Conversations between homeowners and renters sometimes go like this: The homeowner will ask the renter why they waste their money on rent when their monthly payment could go toward owning a home. The renter says, “I don’t have money for the down payment.” If the renter is lucky, the homeowner shrugs, the conversation stops there, and the renter doesn’t get guilt tripped by a discussion about the intricacies of homeownership they may not be ready to consider. For many, homeownership seems like an impossible dream.
But it can seem slightly less impossible if you think about it on a shorter time span. Could you afford to buy a home if you saved for three years?
Bankrate surveyed more than 2,500 people about how they saved for their first home purchase. Millennial respondents reported needing three years to save for a down payment, while GenX needed an average two years and nine months to save. Baby boomers needed 2.5 years to save.
Editor's Note: It's important to note that while these are American statistics, they maintain some degree of relevancy for our Australian audience.
How much could you save for a home in three years?
If the thought of squeezing all the necessary savings for a down payment into just three years makes you feel queasy, I don’t blame you. But you may also be thinking of the old-school way of saving for a home: scrimping and saving until you hit 20 per cent of the home price.

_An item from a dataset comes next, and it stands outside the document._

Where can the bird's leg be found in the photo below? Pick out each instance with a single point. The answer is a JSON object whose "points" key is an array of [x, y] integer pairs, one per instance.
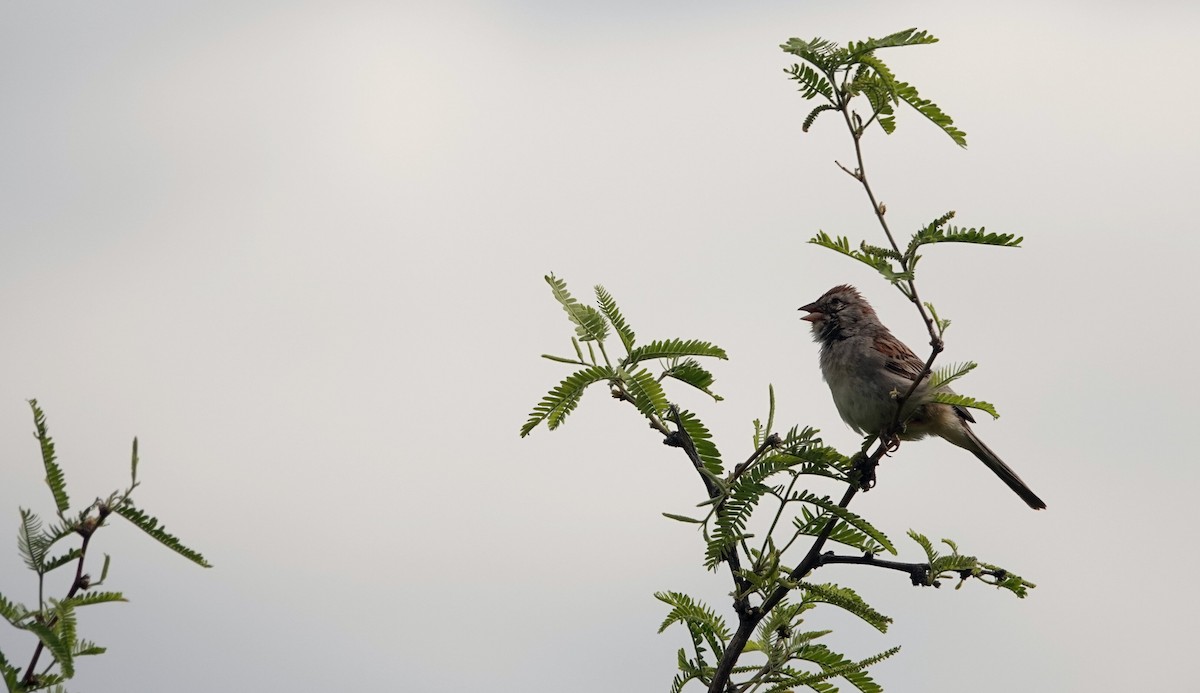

And thinking about saving for that amount can be way less stressful than thinking about what you’re going to pay over the next 30 years. So when you’re just starting to consider whether buying a home is in your future, don’t get so hung up in the 30-year maths that you scare yourself out of it and resign yourself to renting until you die.
Start by looking at a smaller amount, and calculating what you could save for a down payment in about three years.

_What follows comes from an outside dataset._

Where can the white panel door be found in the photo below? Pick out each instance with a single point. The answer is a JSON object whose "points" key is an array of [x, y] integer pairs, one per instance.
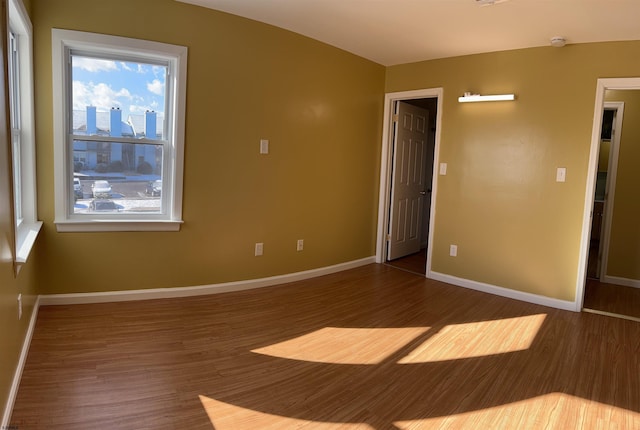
{"points": [[408, 188]]}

Here’s a hypothetical example for you. Say the homes you gravitate towards in your neighbourhood tend to sell for about $650,000. You’re going to get a 30-year fixed mortgage and put down 5 per cent: $35,000.

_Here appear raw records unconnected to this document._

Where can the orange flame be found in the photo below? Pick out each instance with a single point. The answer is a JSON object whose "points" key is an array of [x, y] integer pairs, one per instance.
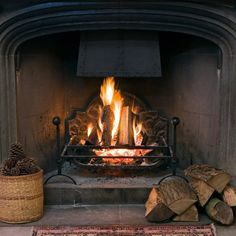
{"points": [[137, 133], [107, 90], [116, 108], [89, 129], [111, 96]]}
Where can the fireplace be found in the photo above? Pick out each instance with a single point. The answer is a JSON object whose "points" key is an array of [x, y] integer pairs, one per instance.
{"points": [[39, 78]]}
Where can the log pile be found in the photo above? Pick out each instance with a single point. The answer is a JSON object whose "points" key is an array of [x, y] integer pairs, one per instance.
{"points": [[206, 188]]}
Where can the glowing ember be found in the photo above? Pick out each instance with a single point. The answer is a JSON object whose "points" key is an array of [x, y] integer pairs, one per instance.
{"points": [[112, 97], [90, 129]]}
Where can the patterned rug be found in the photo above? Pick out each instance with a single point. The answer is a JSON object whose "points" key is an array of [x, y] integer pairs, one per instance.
{"points": [[159, 230]]}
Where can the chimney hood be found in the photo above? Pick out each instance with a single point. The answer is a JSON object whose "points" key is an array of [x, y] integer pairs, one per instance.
{"points": [[119, 53]]}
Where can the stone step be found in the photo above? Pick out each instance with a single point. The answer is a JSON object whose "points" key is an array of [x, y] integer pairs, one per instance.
{"points": [[69, 194]]}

Break that down payment amount into three years of savings: just over $10,000 per year.
Maybe that feels doable for you. You think, “I can trim my expenses and find that money” or “I’ll pick up a few extra shifts at my weekend gig.” Maybe it’s totally out of your league and forces you to rethink your approach. But thinking about saving up for a $35,000, 5 per cent down payment feels a lot more realistic than saving $130,000 for a 20 per cent down payment, right?
Sure, there are closing costs and mortgage insurance and property taxes and monthly mortgage payments to consider.
And you still need to keep a healthy balance on your emergency savings fund while you’re saving to buy a house. You need to contribute to your retirement fund so you can afford to live in your house once the mortgage is finally paid off. No one should jump into home ownership if it means straining their finances to the breaking point.
Editor's Note: It's always important to contact your bank and work out the right solution for you.
But if the thing that’s holding you back is the idea of a huge down payment, owning a home may be more achievable than you once thought. Play around with the numbers, and consider what you could save in three years. You may be surprised at how the numbers guide your plans, either to buy a home or to skip it for now.